One of the basic tenets put forth by Charles Dow in the Dow Theory is that security prices
do trend. Trends are often measured and identified by "trendlines." A trendline is a
sloping line that is drawn between two or more prominent points on a chart. Rising trends
are defined by a trendline that is drawn between two or more troughs (low points) to
identify price support. Falling trend-s are defined by trendlines that are drawn between
two or more peaks (high points) to identify price resistance.
Interpretation
A principle of technical analysis is that once a trend has been formed (two or more
peaks/troughs have touched the trendline and reversed direction) it will remain intact
until broken.
That sounds much more simplistic than it is!
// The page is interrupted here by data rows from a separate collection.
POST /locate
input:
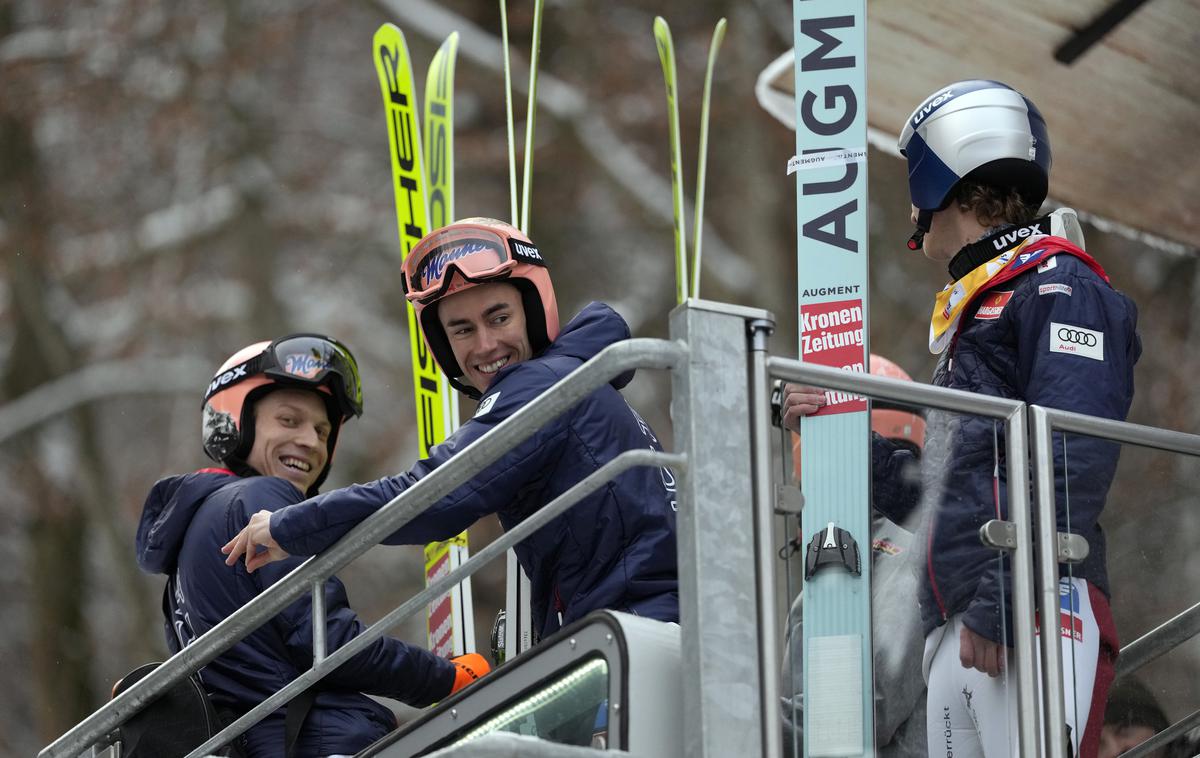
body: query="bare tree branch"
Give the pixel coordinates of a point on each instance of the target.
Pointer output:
(569, 104)
(97, 381)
The goal is to analyze the current trend
using trendlines and then either invest with the current trend until the trendline is
broken, or wait for the trendline to be broken and then invest with the new (opposite)
trend.
One benefit of trendlines is they help distinguish emotional decisions ("I think it's
time to sell...") from analytical decisions ("I will hold until the current rising
trendline is broken"). Another benefit of trendlines is that they almost always keep you
on the "right" side of the market. When using trendlines, it's difficult to hold a
security for very long when prices are falling just as it's hard to be short when prices
are rising--either way the trendline will be broken.
Example
The following chart shows Goodyear along with
several trendlines.
Trendlines "A" and "C" are falling trendlines. Note how they were
drawn between successive peaks. Trendlines "B" and "D" are rising trendlines. They were
drawn between successive troughs in the price.